Signed and dated 1632, this elegant portrait was painted when van Mierevelt was at the height of his career as a portrait painter to the leading royal and noble families of Europe. The sitter is still unknown to us and yet it was almost certainly painted to celebrate his marriage. The pendant portrait of his wife was completed by van Mierevelt a year earlier, in 1631, and is today in the Museum of Fine Arts of Lyon (inv. no. A120). In these two portraits, husband and wife are depicted in complimentary poses, both standing beside a table with their hand resting on an oriental carpet. In his opposite hand he holds a pair of gloves, whilst she holds an ostrich feather fan, and this mirroring of their poses was used as a device by the artist to show the couples solidarity, whilst maintaining their individual characteristics.
By this period van Mierevelt’s reputation was great and he was working between two studios in Delft and The Hague. A few years earlier, the king of England, Charles I, and his eldest son Prince Henry, tried to lure him to London but he was deterred by the 1625 plaque that was raging through the city. He stayed and continued to be in huge demand throughout Europe, painting the King of Sweden and many members of the court of the princes of Orange-Nassau. Together with Gerrit van Honthorst, Mierevelt was the favoured portraitist of the exiled Palatine court of Frederick V (1596-1632).

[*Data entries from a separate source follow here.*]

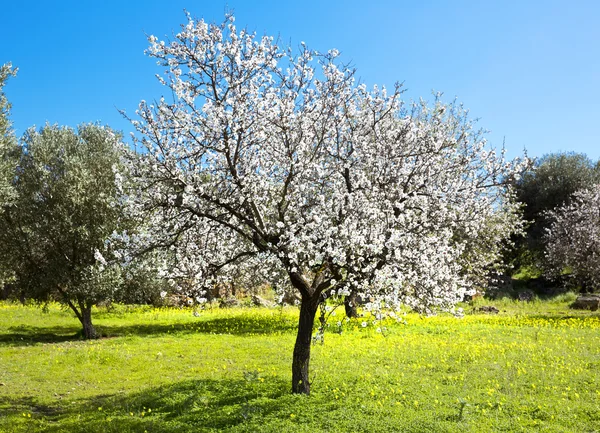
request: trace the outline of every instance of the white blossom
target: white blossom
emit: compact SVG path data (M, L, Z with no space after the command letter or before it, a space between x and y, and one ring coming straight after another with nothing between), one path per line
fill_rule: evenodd
M600 184L575 193L546 215L546 274L569 274L587 290L600 287Z
M337 50L295 53L230 16L149 41L175 99L140 103L131 208L187 287L242 268L311 300L301 314L351 293L374 312L451 310L519 229L503 183L523 163L460 104L357 85Z

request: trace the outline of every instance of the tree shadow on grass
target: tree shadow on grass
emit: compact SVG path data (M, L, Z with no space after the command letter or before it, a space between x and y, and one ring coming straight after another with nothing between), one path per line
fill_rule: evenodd
M261 317L242 314L234 317L198 319L193 322L141 323L125 326L100 326L109 337L123 335L157 335L173 333L203 333L231 335L270 335L295 330L297 322L287 317Z
M35 397L0 396L0 416L20 415L24 410L40 416L57 416L62 412L57 406L39 403Z
M11 407L9 411L3 410ZM23 414L31 414L25 418ZM435 413L339 402L330 393L293 395L289 381L247 372L241 379L186 380L128 394L57 401L0 396L0 430L44 433L192 433L458 431ZM445 423L445 424L444 424Z
M165 334L232 334L271 335L292 332L297 323L282 317L261 317L242 314L234 317L198 318L196 321L175 323L140 323L127 325L96 325L104 338L123 336L160 336ZM0 334L0 346L26 346L35 343L62 343L81 339L81 329L73 326L12 326Z
M81 338L81 331L74 326L11 326L0 334L0 346L28 346L34 343L63 343Z
M246 379L183 381L56 407L0 397L0 414L32 413L35 431L56 433L223 431L240 424L260 431L266 419L289 418L286 407L298 398L290 394L289 383L253 373ZM14 409L2 410L7 406Z
M540 323L548 325L552 324L568 324L569 322L581 322L593 319L595 322L600 320L600 312L582 311L579 314L527 314L527 318L536 320Z

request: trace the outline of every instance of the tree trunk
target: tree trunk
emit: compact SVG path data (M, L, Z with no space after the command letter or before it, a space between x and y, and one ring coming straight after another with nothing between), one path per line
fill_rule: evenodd
M94 325L92 325L92 304L85 302L85 300L78 297L77 304L79 304L79 308L77 308L63 287L57 286L57 289L63 297L63 302L65 302L69 308L73 310L75 316L77 316L81 322L81 325L83 326L83 338L86 340L98 338L96 329L94 328Z
M83 325L83 338L86 340L92 340L98 338L96 334L96 328L92 325L92 306L85 305L81 309L81 317L79 319Z
M318 307L319 296L302 297L298 335L296 336L292 360L292 393L294 394L310 394L310 381L308 379L310 343Z
M356 309L356 302L358 296L354 292L350 292L350 295L344 298L344 309L346 310L346 316L350 319L358 317L358 310Z

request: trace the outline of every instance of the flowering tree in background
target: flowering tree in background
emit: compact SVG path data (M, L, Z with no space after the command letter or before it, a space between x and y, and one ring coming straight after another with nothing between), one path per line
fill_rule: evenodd
M200 283L247 260L287 279L302 299L294 393L310 392L325 296L451 310L519 225L503 183L521 167L486 150L460 105L407 106L399 86L357 84L336 50L294 52L232 16L149 40L174 98L142 101L133 121L145 240L180 251ZM482 234L487 250L468 254Z
M558 278L569 272L583 291L600 288L600 184L578 191L547 216L546 273Z
M517 270L531 266L542 269L546 245L544 234L550 227L547 212L569 203L573 194L600 181L600 165L585 154L551 153L535 161L514 181L515 197L523 204L523 219L529 224L525 236L515 238L515 248L505 260Z

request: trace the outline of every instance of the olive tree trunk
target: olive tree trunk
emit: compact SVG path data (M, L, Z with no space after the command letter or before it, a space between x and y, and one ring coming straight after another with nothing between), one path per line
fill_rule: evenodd
M79 300L79 308L69 299L66 293L63 290L60 290L63 295L64 301L67 303L69 308L73 310L75 316L81 322L81 326L83 327L83 338L86 340L92 340L94 338L98 338L98 334L96 333L96 328L92 324L92 304L86 303L85 301Z
M83 325L83 338L86 340L91 340L94 338L98 338L98 334L96 333L96 328L92 324L92 306L85 305L81 311L81 318L79 319L81 324Z

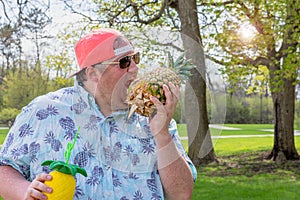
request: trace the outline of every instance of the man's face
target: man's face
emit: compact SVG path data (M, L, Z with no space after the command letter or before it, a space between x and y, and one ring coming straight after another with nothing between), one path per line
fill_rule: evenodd
M124 56L132 55L133 53L133 51L127 52L112 61L119 61ZM127 90L131 82L136 78L137 73L138 67L133 60L131 60L130 66L125 69L121 69L119 64L105 66L97 88L111 102L112 110L126 109L128 107L126 102Z

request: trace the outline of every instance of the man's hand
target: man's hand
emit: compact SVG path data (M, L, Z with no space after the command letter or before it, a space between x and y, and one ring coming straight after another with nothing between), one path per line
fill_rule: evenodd
M168 132L168 127L175 113L180 95L179 87L176 87L173 83L169 83L169 86L163 85L163 90L166 96L165 105L156 97L151 97L151 101L156 107L156 112L150 117L150 129L154 136Z
M169 87L164 85L163 89L166 104L152 97L157 112L150 118L150 129L156 141L159 176L167 199L190 199L194 187L192 171L169 133L180 90L172 83L169 83Z
M51 193L52 189L44 184L45 181L51 180L49 174L39 174L29 185L26 190L24 200L46 200L46 195L42 192Z

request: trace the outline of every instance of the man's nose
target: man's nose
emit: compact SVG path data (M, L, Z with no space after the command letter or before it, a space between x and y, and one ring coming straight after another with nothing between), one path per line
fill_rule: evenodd
M137 72L139 70L137 64L131 60L130 66L127 69L127 72Z

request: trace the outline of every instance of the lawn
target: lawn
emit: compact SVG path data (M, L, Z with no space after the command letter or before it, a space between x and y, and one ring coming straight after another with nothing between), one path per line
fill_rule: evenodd
M226 127L241 130L222 130L219 135L272 134L261 131L272 129L272 125L230 124ZM187 135L185 125L179 125L178 129L180 136ZM0 130L0 144L6 132ZM187 149L187 140L182 142ZM197 169L192 200L299 199L300 161L278 164L265 159L272 149L273 137L218 138L213 139L213 143L218 163ZM300 152L300 136L295 137L295 143Z
M253 129L265 127L247 125L245 131ZM273 147L272 137L222 138L213 142L220 162L198 168L193 200L299 199L300 162L280 165L266 160ZM295 144L300 152L299 136Z
M210 127L212 136L226 136L226 135L265 135L273 134L273 124L220 124L223 129ZM227 130L234 128L235 130ZM295 127L295 131L300 131L300 128ZM180 136L187 136L186 125L178 124L178 132Z
M274 163L266 165L264 162L264 166L257 164L256 167L251 163L248 161L247 164L237 164L235 167L215 164L200 168L192 199L299 199L300 170L296 165L287 169L286 166L281 167Z
M0 145L3 143L6 135L7 135L8 129L0 129Z

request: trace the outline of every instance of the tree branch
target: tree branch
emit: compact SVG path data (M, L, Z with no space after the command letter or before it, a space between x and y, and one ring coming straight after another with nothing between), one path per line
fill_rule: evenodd
M71 5L68 4L68 1L67 0L64 0L64 4L69 8L71 9L71 11L74 13L74 14L78 14L78 15L81 15L82 17L88 19L89 21L94 21L91 17L81 13L81 12L78 12L76 11Z
M283 42L278 51L278 57L286 57L288 54L295 53L297 51L297 46L299 45L299 40L293 37L293 34L299 35L299 14L297 9L294 8L295 3L291 3L290 7L287 7L287 16L285 19L285 30L283 35ZM290 51L288 51L288 49Z
M205 55L205 58L219 64L219 65L228 65L229 63L228 62L225 62L225 61L221 61L221 60L218 60L216 59L215 57L211 56L211 55Z
M172 17L171 13L170 13L169 7L167 7L167 15L171 19L174 28L176 28L178 31L180 31L180 27L178 25L176 25L176 22L175 22L174 18Z
M238 65L252 65L252 66L259 66L259 65L264 65L266 67L271 67L270 63L271 63L271 60L268 59L268 58L265 58L265 57L257 57L256 59L252 59L250 57L247 57L245 55L243 55L244 59L239 59L235 62L235 64L238 64ZM221 60L218 60L216 59L215 57L211 56L211 55L205 55L205 58L217 63L217 64L220 64L220 65L228 65L230 64L231 62L226 62L226 61L221 61Z
M148 20L143 20L140 17L139 14L139 6L137 5L137 3L134 3L132 0L129 1L130 5L132 6L134 12L135 12L135 16L137 17L137 22L141 23L141 24L151 24L152 22L159 20L161 18L161 16L163 15L166 7L168 6L169 1L168 0L164 0L162 2L161 8L159 10L159 12L153 16L153 18L150 18Z
M255 27L255 29L257 30L258 33L260 34L264 34L264 26L263 23L261 22L261 20L258 18L258 8L255 5L254 7L254 12L253 15L251 14L249 8L241 1L237 2L240 6L242 11L245 13L245 15L250 19L250 23Z
M147 41L149 41L153 45L158 45L158 46L163 46L163 47L172 47L173 49L176 49L179 52L184 52L184 49L182 49L181 47L175 45L172 42L161 43L158 40L151 39L146 33L143 33L143 36L145 38L143 38L143 37L137 37L137 36L135 36L135 38L141 39L141 40L145 40L146 39Z
M268 58L265 58L265 57L257 57L256 59L252 59L252 58L249 58L247 56L245 56L245 59L244 60L240 60L239 61L239 64L241 65L252 65L252 66L258 66L258 65L264 65L266 67L270 67L271 65L271 60L268 59Z
M233 0L233 1L224 1L224 2L213 2L213 3L201 2L197 6L223 6L227 4L233 4L233 3L236 3L236 1Z
M0 0L0 1L1 1L1 3L2 3L4 15L5 15L6 19L8 19L8 21L9 21L9 23L10 23L11 20L10 20L10 18L9 18L8 15L7 15L6 8L5 8L5 3L3 2L3 0Z

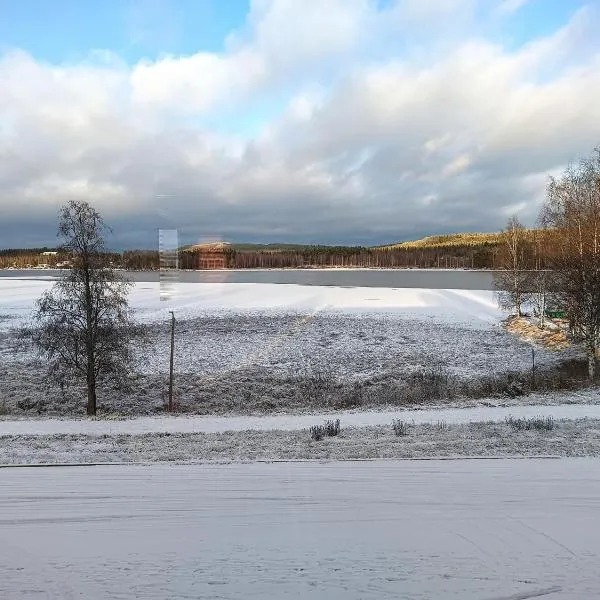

To cope with this demand van Mierevelt developed a large workshop, which included his sons Pieter and Jan as well as prominent artists of the next generation including Paulus Moreelse, Claes Cornelius Delff, Jacobus Delff Willem, Cornelius van der Vliet and his brother Hendrik. However, the sublime skill evident in the present portrait, and its pendant in Lyon, are characteristic of van Mierevelt’s finest independent work and suggest that the present sitter was an important patron, which necessitated van Mierevelt’s personal attention.